Use Pytorch The general process of implementing neural network model includes ：
1, Prepare the data
2, Defining models
3, Training models
4, Evaluation model
5, Using the model
6, Save the model .
For beginners , The most difficult part of this is actually the data preparation process .
The data types we usually encounter in practice include structured data , Picture data , Text data , time series data .
We will separate with titanic Survival prediction ,cifar2 Image classification problem ,imdb The classification of film reviews , For example, the prediction of the ending time of the new epidemic situation in China , Demo application Pytorch Modeling methods for these four types of data .
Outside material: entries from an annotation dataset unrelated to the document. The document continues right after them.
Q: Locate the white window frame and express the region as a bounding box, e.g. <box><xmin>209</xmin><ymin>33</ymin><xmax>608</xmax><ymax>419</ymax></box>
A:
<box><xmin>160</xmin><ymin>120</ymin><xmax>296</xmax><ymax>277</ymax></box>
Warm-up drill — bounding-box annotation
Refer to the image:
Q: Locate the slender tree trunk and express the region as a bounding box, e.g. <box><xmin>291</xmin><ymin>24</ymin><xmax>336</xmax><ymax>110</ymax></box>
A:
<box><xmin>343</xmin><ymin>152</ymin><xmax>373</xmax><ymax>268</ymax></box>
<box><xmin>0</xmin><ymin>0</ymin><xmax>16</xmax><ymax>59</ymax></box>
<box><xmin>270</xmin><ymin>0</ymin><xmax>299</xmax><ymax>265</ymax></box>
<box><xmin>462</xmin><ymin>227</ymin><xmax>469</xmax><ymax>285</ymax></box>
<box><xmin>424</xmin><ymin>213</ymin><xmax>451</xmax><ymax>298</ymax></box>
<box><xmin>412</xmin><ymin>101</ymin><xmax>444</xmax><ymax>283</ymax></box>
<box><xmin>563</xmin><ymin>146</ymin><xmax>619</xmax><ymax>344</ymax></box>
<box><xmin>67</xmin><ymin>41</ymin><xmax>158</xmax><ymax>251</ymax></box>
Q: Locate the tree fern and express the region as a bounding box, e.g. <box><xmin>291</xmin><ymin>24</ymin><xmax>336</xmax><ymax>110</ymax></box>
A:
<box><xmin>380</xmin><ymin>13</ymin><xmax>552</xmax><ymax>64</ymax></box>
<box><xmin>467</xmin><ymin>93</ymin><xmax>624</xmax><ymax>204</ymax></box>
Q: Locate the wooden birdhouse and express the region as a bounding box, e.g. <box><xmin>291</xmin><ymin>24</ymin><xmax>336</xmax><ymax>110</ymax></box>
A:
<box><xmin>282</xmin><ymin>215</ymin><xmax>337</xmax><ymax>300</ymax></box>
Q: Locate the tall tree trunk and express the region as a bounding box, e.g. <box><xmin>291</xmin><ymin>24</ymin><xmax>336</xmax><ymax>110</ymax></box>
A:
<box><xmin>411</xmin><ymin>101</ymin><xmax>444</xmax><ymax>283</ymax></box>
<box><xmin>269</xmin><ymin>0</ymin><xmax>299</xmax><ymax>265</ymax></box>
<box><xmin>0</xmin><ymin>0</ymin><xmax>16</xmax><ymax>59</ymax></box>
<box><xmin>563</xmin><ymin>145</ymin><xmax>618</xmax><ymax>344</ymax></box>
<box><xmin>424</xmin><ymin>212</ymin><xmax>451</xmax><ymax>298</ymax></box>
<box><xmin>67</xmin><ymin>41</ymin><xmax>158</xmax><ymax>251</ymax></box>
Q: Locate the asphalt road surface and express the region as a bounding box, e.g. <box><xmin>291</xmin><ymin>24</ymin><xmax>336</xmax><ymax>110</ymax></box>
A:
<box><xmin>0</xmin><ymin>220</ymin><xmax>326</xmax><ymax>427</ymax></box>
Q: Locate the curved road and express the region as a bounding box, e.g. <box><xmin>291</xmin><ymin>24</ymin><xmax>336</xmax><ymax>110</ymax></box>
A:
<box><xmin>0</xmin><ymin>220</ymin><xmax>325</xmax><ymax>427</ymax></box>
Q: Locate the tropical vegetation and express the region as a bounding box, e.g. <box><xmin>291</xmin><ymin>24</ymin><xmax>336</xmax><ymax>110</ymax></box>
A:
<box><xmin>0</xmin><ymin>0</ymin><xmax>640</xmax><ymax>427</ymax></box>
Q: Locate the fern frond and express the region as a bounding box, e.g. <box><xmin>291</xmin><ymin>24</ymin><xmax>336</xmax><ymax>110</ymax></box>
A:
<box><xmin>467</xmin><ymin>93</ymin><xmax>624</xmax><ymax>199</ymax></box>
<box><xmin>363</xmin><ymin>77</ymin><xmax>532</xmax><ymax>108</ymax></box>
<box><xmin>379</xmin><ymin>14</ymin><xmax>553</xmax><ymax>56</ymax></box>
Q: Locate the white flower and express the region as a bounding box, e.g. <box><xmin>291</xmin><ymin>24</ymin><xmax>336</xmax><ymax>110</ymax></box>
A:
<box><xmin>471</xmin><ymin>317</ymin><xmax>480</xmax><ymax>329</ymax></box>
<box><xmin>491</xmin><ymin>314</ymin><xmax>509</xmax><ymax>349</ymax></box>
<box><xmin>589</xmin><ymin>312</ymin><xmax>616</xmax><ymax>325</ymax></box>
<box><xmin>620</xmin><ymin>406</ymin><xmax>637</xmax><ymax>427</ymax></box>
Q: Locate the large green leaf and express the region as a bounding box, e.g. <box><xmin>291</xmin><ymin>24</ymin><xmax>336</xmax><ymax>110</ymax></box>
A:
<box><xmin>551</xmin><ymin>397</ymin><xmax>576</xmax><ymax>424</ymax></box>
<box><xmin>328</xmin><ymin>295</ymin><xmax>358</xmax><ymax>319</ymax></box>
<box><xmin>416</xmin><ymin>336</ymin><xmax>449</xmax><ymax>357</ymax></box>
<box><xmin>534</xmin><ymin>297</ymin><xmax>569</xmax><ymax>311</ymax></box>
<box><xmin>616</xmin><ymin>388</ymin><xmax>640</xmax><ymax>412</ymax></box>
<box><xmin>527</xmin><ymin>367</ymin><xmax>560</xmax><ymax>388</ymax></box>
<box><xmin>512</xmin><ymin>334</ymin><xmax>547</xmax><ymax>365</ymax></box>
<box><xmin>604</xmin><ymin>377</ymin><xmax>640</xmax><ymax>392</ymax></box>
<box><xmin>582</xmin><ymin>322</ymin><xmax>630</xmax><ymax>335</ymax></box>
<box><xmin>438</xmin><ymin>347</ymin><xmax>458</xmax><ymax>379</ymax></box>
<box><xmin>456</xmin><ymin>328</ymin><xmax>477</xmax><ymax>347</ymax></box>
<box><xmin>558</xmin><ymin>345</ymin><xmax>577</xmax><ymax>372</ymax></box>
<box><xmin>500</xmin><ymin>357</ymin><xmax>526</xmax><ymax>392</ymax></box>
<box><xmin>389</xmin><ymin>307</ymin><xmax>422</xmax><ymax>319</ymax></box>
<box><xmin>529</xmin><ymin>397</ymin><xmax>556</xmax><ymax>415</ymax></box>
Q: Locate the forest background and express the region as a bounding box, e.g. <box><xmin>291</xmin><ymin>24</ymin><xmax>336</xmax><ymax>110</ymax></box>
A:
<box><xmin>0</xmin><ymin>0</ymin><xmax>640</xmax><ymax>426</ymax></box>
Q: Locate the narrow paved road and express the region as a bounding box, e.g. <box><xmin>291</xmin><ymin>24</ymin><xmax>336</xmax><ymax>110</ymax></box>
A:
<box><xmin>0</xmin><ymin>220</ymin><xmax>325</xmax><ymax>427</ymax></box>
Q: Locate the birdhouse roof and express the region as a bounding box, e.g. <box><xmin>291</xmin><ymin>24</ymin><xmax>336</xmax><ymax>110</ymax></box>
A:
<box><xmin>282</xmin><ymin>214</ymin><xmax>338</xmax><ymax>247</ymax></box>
Pytorch It's based on Python Machine learning library . It's widely used in computer vision , Deep learning areas such as natural language processing . It's the present and TensorFlow A framework of deep learning in which people compete against each other , It's very popular in academic circles .
It mainly provides the following two core functions ：
1, Support GPU Accelerated tensor computation .
2, Automatic differentiation mechanism of convenient optimization model .
Pytorch Main advantages of ：
Simple and easy to understand ：Pytorch Of API The design is quite concise and consistent . Basically tensor, autograd, nn Three level packaging . It's very easy to learn . There's a piece like this , say TensorFlow The design philosophy of Make it complicated, Keras The design philosophy of Make it complicated and hide it, and Pytorch The design philosophy of Keep it simple and stupid.
Easy to debug ：Pytorch Using dynamic graphs , It can be like ordinary Python Debug the code as well . differ TensorFlow, Pytorch It is usually easy to understand . There's a piece like this , Say you'll never get from TensorFlow The reason why it went wrong was found in the error report description of .
Powerful and efficient ：Pytorch Provides a very rich set of model components , You can implement ideas quickly . And it runs very fast . At present, most of the deep learning is related to Paper It's all used Pytorch Realized . Some researchers say , From using TensorFlow Convert to use Pytorch after , They sleep better , The hair is thicker than before , The skin is smoother than before .
It is said that , Ten thousand Zhang tall buildings rise from the ground ,Pytorch This building also has its foundation .
Pytorch The core concept at the bottom is tensor , Dynamic computing graphs and automatic differentiation .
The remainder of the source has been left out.